The emergence of scRNA-seq has allowed for targeting a particular cell type and thereby revealing the different phenotypic and molecular changes in cell types of interest during IS [13, 14]. This aids the detection of intercellular contact, cellular heterogeneity, and new treatments in stroke. Several cell types and subpopulations accompanied by the cell-type-specific gene expression patterns have been identified in IS penumbra, including glial cells, neurons, brain vasculature-associated cells, and peripheral immune cells. After describing the transcriptional landscape and “therapeutic time window” in stroke by scRNA-seq [13, 14], future studies should combine scRNA-seq and mechanistic examination to investigate the pathological process during the stroke for identifying new potential therapeutic targets.

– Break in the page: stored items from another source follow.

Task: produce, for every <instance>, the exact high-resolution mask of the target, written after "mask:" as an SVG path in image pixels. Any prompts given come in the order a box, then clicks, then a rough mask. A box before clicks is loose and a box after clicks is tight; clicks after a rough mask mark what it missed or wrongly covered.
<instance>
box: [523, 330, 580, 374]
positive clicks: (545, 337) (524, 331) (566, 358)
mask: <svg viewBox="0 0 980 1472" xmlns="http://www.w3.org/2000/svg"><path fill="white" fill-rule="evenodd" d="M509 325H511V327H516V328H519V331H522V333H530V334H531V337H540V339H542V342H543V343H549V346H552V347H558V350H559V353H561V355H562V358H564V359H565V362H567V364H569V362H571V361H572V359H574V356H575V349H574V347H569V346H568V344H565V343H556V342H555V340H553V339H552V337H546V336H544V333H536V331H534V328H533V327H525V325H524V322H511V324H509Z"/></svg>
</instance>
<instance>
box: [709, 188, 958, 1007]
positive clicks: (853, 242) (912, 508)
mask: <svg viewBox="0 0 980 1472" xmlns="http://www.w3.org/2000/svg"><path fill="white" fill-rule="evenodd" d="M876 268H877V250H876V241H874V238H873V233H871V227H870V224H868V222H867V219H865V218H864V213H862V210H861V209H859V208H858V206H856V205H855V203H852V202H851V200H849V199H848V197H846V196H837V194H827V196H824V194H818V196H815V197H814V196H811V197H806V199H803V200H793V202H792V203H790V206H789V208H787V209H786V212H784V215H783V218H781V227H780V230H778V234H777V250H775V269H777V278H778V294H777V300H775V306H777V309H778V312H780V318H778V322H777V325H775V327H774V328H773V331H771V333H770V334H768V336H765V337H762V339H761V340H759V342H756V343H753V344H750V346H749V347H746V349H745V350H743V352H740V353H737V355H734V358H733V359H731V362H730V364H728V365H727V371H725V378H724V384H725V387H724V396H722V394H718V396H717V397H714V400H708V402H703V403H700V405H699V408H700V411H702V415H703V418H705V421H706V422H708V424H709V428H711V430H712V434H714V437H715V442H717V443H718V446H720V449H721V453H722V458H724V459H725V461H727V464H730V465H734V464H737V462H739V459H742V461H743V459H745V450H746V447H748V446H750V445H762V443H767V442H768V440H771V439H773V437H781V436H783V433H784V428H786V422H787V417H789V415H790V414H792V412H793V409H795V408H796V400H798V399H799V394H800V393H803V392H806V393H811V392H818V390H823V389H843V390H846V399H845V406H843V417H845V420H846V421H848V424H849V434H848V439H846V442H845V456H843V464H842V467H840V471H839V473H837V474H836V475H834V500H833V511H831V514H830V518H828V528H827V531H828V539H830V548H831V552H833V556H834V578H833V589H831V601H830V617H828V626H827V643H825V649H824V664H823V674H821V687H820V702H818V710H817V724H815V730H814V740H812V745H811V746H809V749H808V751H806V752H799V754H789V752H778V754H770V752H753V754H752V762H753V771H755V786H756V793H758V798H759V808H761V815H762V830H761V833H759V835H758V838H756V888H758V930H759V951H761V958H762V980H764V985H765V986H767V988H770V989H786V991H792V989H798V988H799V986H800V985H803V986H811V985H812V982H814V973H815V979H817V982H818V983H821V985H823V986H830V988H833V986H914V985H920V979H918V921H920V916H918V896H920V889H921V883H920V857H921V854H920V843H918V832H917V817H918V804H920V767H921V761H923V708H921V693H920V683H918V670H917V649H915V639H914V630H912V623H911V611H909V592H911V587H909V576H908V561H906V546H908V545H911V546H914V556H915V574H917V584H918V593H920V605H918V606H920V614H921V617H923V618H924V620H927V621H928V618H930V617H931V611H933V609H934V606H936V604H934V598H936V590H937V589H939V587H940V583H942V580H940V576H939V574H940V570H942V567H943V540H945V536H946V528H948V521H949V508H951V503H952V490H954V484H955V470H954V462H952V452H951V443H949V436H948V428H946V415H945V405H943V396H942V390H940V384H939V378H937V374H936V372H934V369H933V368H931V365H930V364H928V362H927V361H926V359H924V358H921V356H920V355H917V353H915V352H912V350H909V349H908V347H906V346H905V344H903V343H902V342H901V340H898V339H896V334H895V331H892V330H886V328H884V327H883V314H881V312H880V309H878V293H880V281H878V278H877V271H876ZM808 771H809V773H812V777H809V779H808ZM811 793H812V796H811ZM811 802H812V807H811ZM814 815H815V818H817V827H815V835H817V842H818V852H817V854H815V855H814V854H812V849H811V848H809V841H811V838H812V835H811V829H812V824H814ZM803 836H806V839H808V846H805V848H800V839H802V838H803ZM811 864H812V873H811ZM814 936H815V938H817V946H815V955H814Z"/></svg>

Due to the morphological complexity of cells in the CNS, many transcripts may be lost during sample preparation for scRNA-seq [190, 191]. Nuclear transcripts account for 20%-50% RNA in the cells, including unspliced and immature RNA molecules [192]. New methods such as single-nuclei RNA sequencing (snRNA-seq) are less influenced by technical artifacts during isolation unlike scRNA-seq [193, 194]. These reveal the localization of transcripts and provide different information for intronic versus exonic readers [195]; snRNA-seq may provide a deeper understanding of the pathological mechanisms during the stroke. scRNA-seq and snRNA-seq limit the spatial context, however, spatial connectivity and context between cells are significant to cell function [196, 197]. Single-cell spatial transcriptomics can combine the morphology of normal tissues, infarct core, and ischemic penumbra with sequencing data to yield more accurate information [198, 199] (Fig. 2).

Figure 2.

Single-cell RNA sequencing in stroke research. The advancements in scRNA-seq technologies present an unprecedented single-cell-resolution map of the brain. scRNA-seq is useful for identifying novel cell populations in stroke conditions and analyzing the cellular heterogeneity in a novel cell population. Additionally, scRNA-seq can reveal organ- or tissue-specific characteristics, cell lineage trajectories, as well as cell-to-cell communication states. Furthermore, single-nuclei RNA sequencing and single-cell spatial transcriptomics may provide a deeper understanding of the pathological mechanism during a stroke. Taken together, scRNA-seq contributes to the identification of potential new biomarkers, therapeutic targets, and the molecular underpinnings underlying pathological processes in stroke.

Future studies combining scRNA-seq, snRNA-seq, single-cell spatial transcriptomics, and complimentary in-depth mechanistic investigations in stroke research will bring forth exciting findings in pathological structure-function changes, which may provide more effective treatment strategies for stroke therapy.